Çünkü sevginin özünde koşulsuz kabul vardır. Örneğin, denizi seviyorum
dediğinizde, denizi değiştirmek hiç aklınızın ucundan geçmez. "Allah
kahretsin birazcık daha mavi olsaydı " demezsiniz.”
“En etkili eğitim, ödülsüz eğitim.”
“Ödül, sosyal normları, pazar
normuna dönüştürür. Sosyal sorumluluk ya da yardımcı olmak isteyen bir insana
ödül verilince, ilişki pazar normuna dönüşür. Kişi de o işi ödül için yapacak
olursa, kendini ucuz hisseder.

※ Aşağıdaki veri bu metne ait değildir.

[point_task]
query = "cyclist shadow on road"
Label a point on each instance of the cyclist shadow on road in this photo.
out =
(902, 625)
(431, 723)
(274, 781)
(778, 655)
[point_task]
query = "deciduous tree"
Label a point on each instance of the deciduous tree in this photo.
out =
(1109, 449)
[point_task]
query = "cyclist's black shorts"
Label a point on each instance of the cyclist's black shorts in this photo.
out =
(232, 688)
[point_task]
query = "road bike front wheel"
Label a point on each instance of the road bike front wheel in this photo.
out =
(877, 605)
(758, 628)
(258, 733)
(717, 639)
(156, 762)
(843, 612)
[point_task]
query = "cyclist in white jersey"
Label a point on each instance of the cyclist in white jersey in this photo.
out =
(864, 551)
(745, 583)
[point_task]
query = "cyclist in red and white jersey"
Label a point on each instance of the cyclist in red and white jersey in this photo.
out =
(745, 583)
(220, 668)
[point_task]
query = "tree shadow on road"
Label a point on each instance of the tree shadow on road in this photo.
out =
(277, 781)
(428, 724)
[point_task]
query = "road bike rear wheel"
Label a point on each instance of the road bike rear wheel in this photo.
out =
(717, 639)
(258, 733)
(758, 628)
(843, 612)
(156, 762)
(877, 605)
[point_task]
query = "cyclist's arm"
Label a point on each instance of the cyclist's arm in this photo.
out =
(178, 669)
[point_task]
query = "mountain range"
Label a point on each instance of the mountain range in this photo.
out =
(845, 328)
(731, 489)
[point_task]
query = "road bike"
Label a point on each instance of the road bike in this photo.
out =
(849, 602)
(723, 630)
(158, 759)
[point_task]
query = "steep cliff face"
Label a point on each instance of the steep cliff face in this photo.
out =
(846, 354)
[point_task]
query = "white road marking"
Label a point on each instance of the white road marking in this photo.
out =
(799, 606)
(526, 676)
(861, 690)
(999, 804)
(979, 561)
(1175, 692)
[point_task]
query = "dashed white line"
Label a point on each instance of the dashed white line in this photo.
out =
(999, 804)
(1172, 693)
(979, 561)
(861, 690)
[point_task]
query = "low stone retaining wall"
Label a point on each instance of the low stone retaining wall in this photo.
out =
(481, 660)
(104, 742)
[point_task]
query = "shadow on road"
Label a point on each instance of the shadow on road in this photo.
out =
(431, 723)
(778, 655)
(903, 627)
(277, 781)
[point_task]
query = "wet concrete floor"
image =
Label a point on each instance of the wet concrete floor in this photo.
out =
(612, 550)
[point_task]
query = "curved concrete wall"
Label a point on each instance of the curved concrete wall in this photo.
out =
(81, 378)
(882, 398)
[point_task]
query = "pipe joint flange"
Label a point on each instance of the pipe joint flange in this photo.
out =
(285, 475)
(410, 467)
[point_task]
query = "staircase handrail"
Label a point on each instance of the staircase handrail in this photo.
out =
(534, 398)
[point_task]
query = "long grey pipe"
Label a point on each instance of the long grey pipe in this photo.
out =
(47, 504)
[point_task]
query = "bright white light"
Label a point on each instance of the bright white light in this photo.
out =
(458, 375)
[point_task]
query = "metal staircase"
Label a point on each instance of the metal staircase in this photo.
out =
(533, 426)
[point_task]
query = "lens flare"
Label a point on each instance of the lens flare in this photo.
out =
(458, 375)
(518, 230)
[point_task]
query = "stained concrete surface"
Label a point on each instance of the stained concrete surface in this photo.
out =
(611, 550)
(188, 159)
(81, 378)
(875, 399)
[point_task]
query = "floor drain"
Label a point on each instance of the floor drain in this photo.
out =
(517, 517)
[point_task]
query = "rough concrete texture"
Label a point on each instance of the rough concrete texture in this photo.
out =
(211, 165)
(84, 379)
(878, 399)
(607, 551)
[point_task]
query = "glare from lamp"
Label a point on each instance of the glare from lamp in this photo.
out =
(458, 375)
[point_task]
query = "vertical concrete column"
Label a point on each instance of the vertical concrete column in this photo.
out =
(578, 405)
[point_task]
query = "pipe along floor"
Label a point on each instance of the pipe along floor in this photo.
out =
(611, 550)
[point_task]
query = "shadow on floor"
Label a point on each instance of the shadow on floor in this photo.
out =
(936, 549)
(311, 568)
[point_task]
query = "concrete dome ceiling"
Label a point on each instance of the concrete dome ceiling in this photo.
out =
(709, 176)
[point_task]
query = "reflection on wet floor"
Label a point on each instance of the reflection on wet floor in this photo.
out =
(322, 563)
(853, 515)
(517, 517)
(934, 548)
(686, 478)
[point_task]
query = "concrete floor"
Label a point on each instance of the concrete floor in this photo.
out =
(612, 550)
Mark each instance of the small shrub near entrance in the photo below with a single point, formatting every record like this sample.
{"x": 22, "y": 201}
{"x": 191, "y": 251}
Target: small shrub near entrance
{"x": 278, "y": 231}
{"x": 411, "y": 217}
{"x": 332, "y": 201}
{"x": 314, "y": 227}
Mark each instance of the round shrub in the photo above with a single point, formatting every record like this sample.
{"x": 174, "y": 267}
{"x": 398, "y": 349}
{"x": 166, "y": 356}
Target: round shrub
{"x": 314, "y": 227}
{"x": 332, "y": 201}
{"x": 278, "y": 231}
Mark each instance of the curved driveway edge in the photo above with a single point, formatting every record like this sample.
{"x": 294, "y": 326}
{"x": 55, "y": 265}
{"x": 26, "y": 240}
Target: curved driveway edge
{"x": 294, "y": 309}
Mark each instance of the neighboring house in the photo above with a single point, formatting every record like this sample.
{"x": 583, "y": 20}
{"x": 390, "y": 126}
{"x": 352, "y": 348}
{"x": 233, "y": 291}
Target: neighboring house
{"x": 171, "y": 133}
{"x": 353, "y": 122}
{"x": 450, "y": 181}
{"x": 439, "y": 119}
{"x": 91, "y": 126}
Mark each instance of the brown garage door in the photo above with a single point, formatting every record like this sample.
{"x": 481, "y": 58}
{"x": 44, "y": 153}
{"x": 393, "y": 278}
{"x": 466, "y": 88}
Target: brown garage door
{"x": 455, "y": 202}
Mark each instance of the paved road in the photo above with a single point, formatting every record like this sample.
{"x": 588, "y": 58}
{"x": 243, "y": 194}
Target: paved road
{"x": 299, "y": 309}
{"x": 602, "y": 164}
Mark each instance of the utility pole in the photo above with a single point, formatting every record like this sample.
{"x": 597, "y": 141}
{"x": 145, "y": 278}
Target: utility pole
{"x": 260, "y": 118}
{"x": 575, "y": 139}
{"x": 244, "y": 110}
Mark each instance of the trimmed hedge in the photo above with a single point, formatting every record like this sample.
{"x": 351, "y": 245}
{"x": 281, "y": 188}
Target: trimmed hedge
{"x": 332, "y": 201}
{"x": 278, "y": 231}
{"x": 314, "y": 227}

Ucuz hissetmemek için yapmak istemez.”
“Kültürümüzde birçok kişi yapmak
istemediği bir şeyi ayıp olmasın diye yapıyor. Ayıplanırsa kötü veya suçlu
hissedeceğinden, ayıp kavramını kendisine uyguluyor. Kendini suçlu hissediyor
ama kendi değerini ihlal ettiği için değil, başkaları yüzünden yargılanmaktan
korktuğu için.”
“Çocuklarınız sizin çocuklarınız
değil, Onlar kendi yolunu izleyen Hayat'ın oğulları ve kızları. Sizin
aracılığınızla geldiler ama sizden gelmediler. Ve sizinle birlikte olsalar da
sizin değiller. Onlara sevginizi verebilirsiniz, düşüncelerinizi değil. Çünkü
onların da kendi düşünceleri vardır. Bedenlerini tutabilirsiniz, ruhlarını
değil. Çünkü ruhlar yarındadır, Siz ise yarını düşlerinizle bile göremezsiniz.
Siz onlar gibi olmaya çalışabilirsiniz ama sakın onları Kendiniz gibi olmaya
zorlamayın. Çünkü hayat geriye dönmez, dünle de bir alışverişi yoktur. Siz
yaysınız, çocuklarınız ise sizden çok ilerilere atılmış oklar. Okçu, sonsuzluk
yolundaki hedefi görür Ve o yüce gücü ile yayı eğerek okun uzaklara uçmasını
sağlar. Okçunun önünde kıvançla eğilin Çünkü okçu, uzaklara giden oku sevdiği
kadar Başını dimdik tutarak kalan yayı da sever.”
“Ödül çocuğun sorumluluk bilincini
öldürür ve muhakeme becerisini köreltir.”
“Cezanın daha ağır olması bile
davranışı etkilemez. Öyle olsaydı, idam olan ülkelerde insanlar, ölüm cezası
gerektiren suçlardan kaçınırdı. İdam olduğunu bilmesine rağmen insanlar hâlâ
suç işlemektedir.”
“Amacımız ailede değerleri güçlü ve
okulda da öğrenmeye ilgisi olan iç motivasyonlu öğrenciler yetiştirmek
olmalıdır.”
“Özellikle aileler çocuklarını karşılaştırarak, onları değersiz hissettirir. Bu çocuğun başarısıyla veya davranışıyla sevmek, yapay sevgidir. Kimliği ile sevmek gerçek sevgidir.”